The Houston Zoo is Toad (and Bat) Tracking with Painted Dog Conservation

Posted by in Africa,amphibians,Carnivores,community-based conservation,Rachel and Cullen in Africa,Supporting Painted Dog Conservation

Houston Zoo Conservation Program Manager Rachel Rommel is in Zimbabwe with our partners at Painted Dog Conservation to bring the Houston Zoo’s Toad Trackers program to their evironmental education programing.

The Houston Zoos good friend, conservation board member and bat biologist, Cullen Geiselmen is also with me on this adventure with another colleague, and professional photographer from Austin, who will be photographing the kids in action during Toad Trackers. Cullen hopes to be able to mist net for bats so the kids will be able to learn about these creatures as well. She should have plenty of bats to choose from as there seems to be hundreds sleeping in the ceiling above our beds, sqeaking and chattering away. A little unnerving at first, but now quite peaceful when you are falling asleep. I wonder what they are saying to each other? Sounds important.

So first, things first, before the kids come, we need to do some reconaissance. The next several nights will be spent becoming aquainted with the local frogs, as I have never been here before! I have set up frog recording devices at local pans (ponds created by the wallowing of large animals). We are getting important data all day and night and will be able to identify many of the species from their calls. When the kids get here, they will go through this information as well and learn the frogs by sight and sound.

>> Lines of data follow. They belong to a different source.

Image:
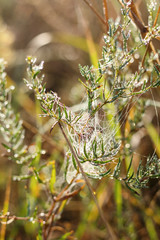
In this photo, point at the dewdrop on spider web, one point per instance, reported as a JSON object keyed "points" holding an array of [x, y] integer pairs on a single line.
{"points": [[94, 145]]}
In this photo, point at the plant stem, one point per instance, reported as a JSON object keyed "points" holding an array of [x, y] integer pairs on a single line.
{"points": [[107, 225]]}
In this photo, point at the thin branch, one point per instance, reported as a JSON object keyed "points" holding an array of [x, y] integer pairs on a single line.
{"points": [[107, 225]]}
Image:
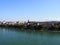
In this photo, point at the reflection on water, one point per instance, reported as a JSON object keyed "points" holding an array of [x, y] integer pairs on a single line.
{"points": [[14, 36]]}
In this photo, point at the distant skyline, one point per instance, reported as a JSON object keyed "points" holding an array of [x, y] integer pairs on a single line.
{"points": [[34, 10]]}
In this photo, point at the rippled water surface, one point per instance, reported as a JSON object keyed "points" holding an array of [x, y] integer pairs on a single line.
{"points": [[11, 36]]}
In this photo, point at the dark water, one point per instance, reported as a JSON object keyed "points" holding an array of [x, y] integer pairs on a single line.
{"points": [[10, 36]]}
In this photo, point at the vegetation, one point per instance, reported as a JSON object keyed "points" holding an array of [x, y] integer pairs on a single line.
{"points": [[34, 26]]}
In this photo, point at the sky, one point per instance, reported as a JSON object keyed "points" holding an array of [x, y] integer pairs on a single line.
{"points": [[34, 10]]}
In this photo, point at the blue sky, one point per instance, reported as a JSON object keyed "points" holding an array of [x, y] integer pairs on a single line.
{"points": [[35, 10]]}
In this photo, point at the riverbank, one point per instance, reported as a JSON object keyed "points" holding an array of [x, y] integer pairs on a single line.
{"points": [[42, 26]]}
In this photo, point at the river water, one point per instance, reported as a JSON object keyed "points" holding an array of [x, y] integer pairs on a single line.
{"points": [[11, 36]]}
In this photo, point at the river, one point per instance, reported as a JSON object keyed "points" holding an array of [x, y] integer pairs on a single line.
{"points": [[11, 36]]}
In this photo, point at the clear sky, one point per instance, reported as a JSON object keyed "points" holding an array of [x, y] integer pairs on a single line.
{"points": [[36, 10]]}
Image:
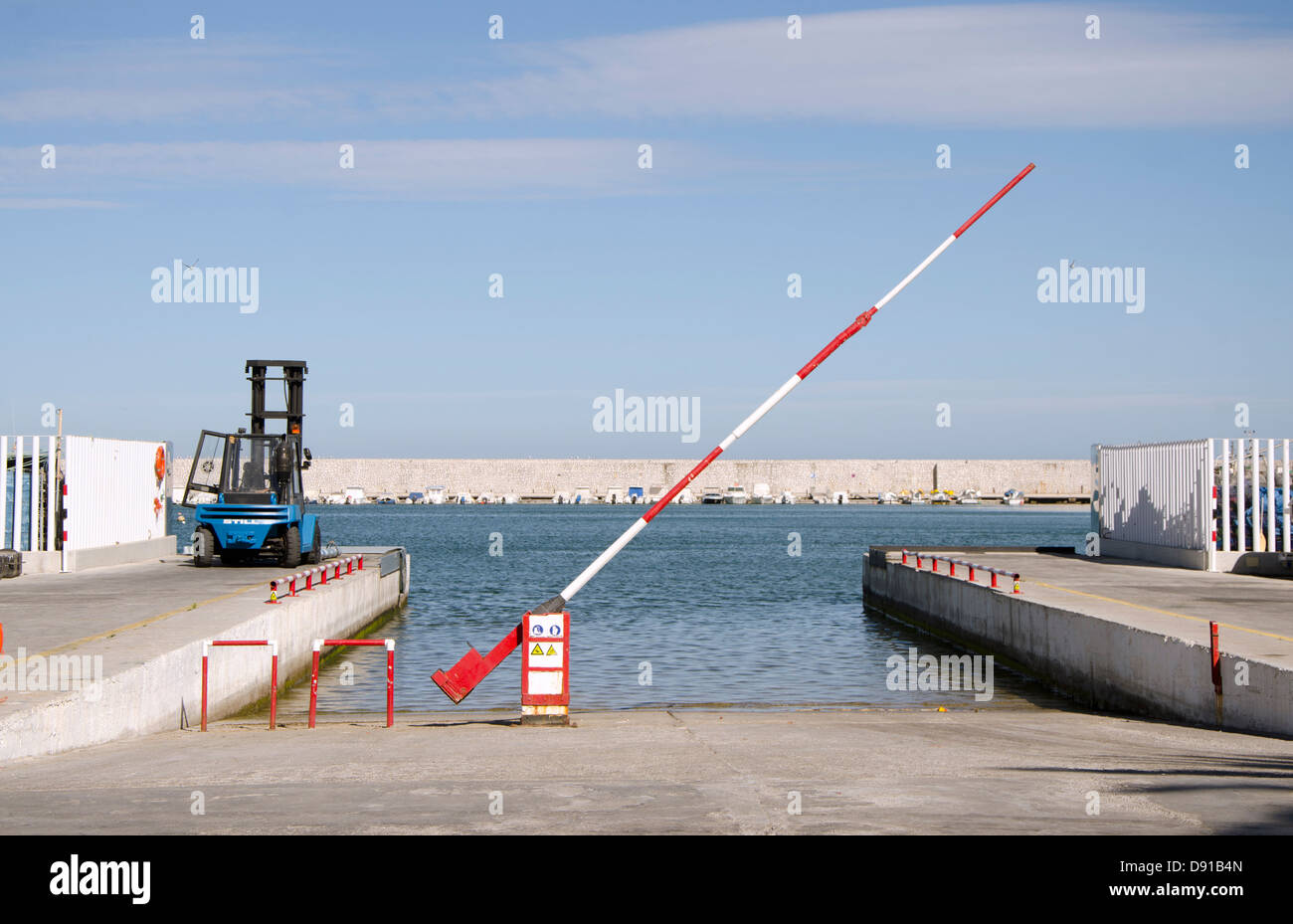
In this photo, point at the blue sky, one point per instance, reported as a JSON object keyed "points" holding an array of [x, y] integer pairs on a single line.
{"points": [[771, 156]]}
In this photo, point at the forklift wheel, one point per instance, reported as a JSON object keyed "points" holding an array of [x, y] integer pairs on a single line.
{"points": [[203, 547], [291, 548]]}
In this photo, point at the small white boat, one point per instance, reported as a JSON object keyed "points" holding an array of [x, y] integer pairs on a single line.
{"points": [[762, 493], [735, 495]]}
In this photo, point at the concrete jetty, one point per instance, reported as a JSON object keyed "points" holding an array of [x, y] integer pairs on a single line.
{"points": [[1022, 771], [1112, 634], [116, 651]]}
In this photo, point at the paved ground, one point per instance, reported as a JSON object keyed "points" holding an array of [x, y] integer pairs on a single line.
{"points": [[1255, 614], [127, 614], [995, 772]]}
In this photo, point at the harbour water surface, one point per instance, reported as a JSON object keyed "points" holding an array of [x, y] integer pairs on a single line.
{"points": [[709, 605]]}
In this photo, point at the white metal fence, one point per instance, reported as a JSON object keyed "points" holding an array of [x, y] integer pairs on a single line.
{"points": [[81, 492], [112, 491], [1203, 495], [1253, 495], [27, 493]]}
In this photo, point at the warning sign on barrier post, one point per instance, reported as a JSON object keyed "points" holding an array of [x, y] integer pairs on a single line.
{"points": [[546, 668]]}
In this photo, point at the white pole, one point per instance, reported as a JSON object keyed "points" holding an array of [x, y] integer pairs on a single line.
{"points": [[1270, 495], [34, 526], [4, 478], [1239, 493], [1288, 540], [17, 495], [1224, 493], [51, 497], [1257, 493]]}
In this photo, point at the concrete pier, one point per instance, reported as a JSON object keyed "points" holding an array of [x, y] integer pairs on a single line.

We have been out the last two evenings looking for amphibians and have been quite lucky thanks to the rains. Several unique and strikingly gorgeous species have been found. Whenever we go to the pans at night we go as a group and have a guard with us as well because of the likelihood of predators skulking about. Not something I generally have to worry about in Texas. Maybe thats why there doesnt seem to be too many herpetologists in this part of Africa…perhaps they were all eaten by lions?

Stay tuned for Amazing Amphibian photographs.  Here is one of our night guard who actually was a great frog spotter as well, he really got into it! Holding the Bocage’s tree frog that he found.

 

The Houston Zoo shares Toad Trackers with Painted Dog Conservation

Posted by in Africa,amphibians,community-based conservation,Conservation,Rachel and Cullen in Africa,Supporting Painted Dog Conservation

Houston Zoo Conservation Program Manager, Rachel Rommel is in Zimbabwe with our partners at Painted Dog Conservation to bring the Houston Zoo’s Toad Trackers program to their childern’s environmental education programing.  Enjoy Rachel’s update from Zimbabwe.

“It’s my first visit to Africa and I am honored to be able to visit and work with such a beautiful, happy and warm people…the Zimbabweans. I am visiting our partners here at painted Dog Conservation just outside of Hwange National Park.

The crew here have been joking that we brought rain with us as they have been in a drought and the wet season is starting very late. They got the first good rain not two days before our arrival. This is good news for crops and water collection and also lucky me because that means lots of frogs, and alas, that is why we are here!

When the night falls in the Savannahs of Zimbabwe, and most of the large mammals have hunkered down for the evening, a whole other host of small creatures emerge from their hiding places, shake their groove things, and one group in particular puts on the most amazing live orchestra you have ever heard, natures radio (as one local gentlemen called it) the frogs and toads.

I am here visitng to trial the Houston Zoos conservation education program, called Toad Trackers, with the local kids who have been through the PDC bush camp. The Director of the project, Dr. Greg Rasmussen, is hoping to identify science based and hands on kids programs that will eventually be a part of their Kids for Science program. Students will be visiting us from a local village where they will be spending three days with me learning all about native amphibians and actually going out in the field with us at night. The PDC education staff will be with us at all times, as well as two other guests that have joined me on this trip. The kids and the education staff are very excited about this opportunity. Who knows, perhaps we have some budding biologists amongst these students?”